Common mistakes and pitfalls

• Calling every broad ~3300 cm⁻¹ band an alcohol. It might be a carboxylic acid (broader, lower), a primary amine (twin peaks), or just adsorbed water — check for corroborating bands.
• Ignoring CO₂ and water-vapour bands. CO₂ at 2350 cm⁻¹ and rotational H₂O lines at 1500–2000 and 3500–4000 cm⁻¹ leak in from atmosphere. Subtract a fresh background; purge the bench with N₂ for low-noise work.
• Trusting peak position to ±1 cm⁻¹. Hydrogen bonding, concentration, solvent and temperature can move bands by 5–30 cm⁻¹. Match to ranges, not point values.

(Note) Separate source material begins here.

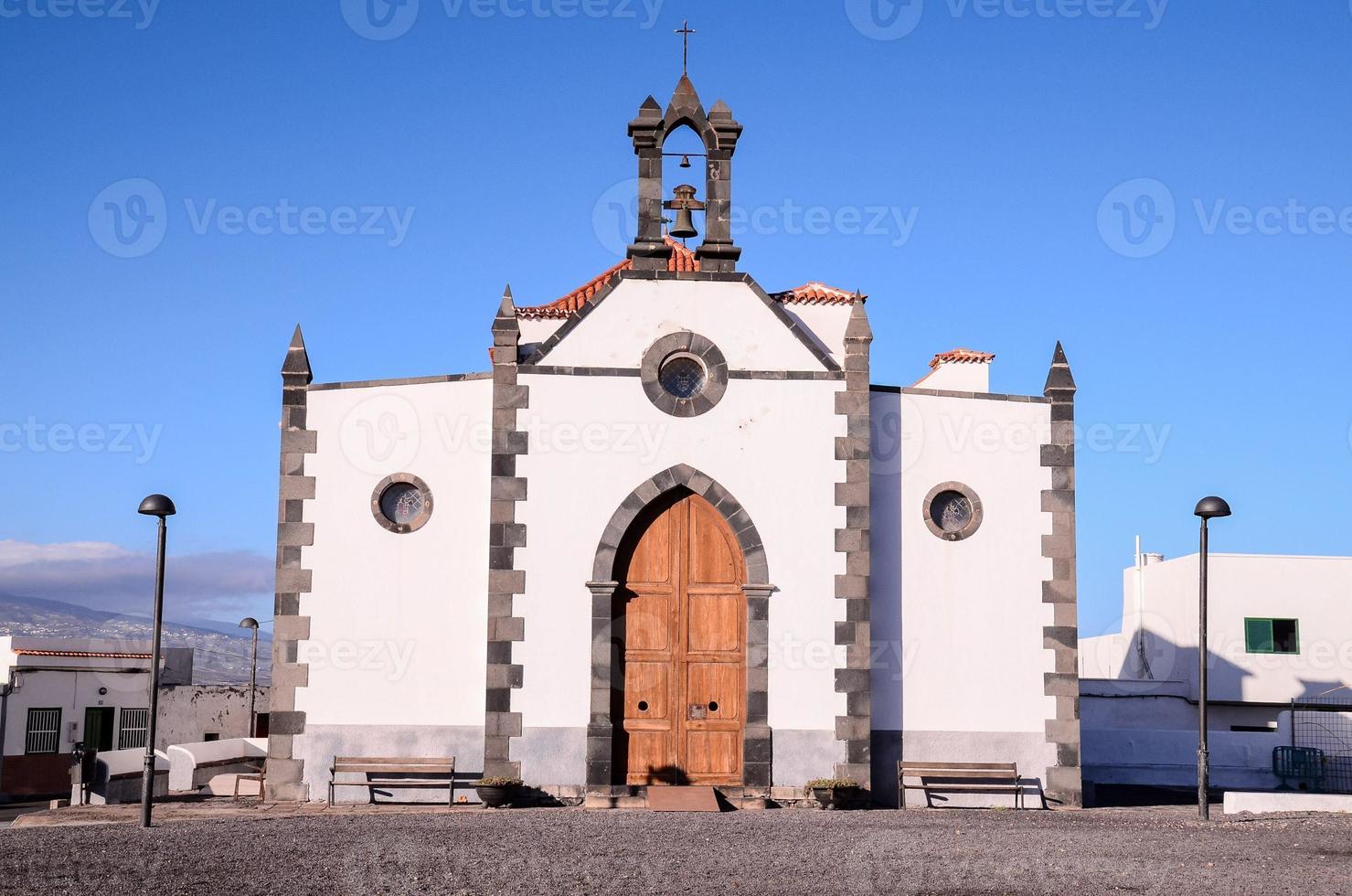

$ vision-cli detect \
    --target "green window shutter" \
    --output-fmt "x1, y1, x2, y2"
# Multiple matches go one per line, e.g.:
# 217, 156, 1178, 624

• Forgetting the ATR depth dependence. The evanescent wave penetrates ~1 µm at 1500 cm⁻¹ but only ~0.4 µm at 4000 cm⁻¹. Bands at higher wavenumber appear weaker than in transmission spectra; ATR-correction algorithms compensate.
• Quantifying without Beer's law check. IR transmittance is non-linear; concentration plots use absorbance A = log₁₀(I₀ / I) and only stay linear up to A ≈ 1.5. Above that the detector saturates and your calibration curves bend.
• Assigning fingerprint-region peaks individually. Below 1500 cm⁻¹ the spectrum is dense and bands are coupled. Use it for compound matching, not for piecewise functional-group assignment.
• Confusing transmittance and absorbance scales. Old papers plot %T (peaks point down); modern software plots A (peaks point up). Mistaking one for the other reverses every intensity comparison.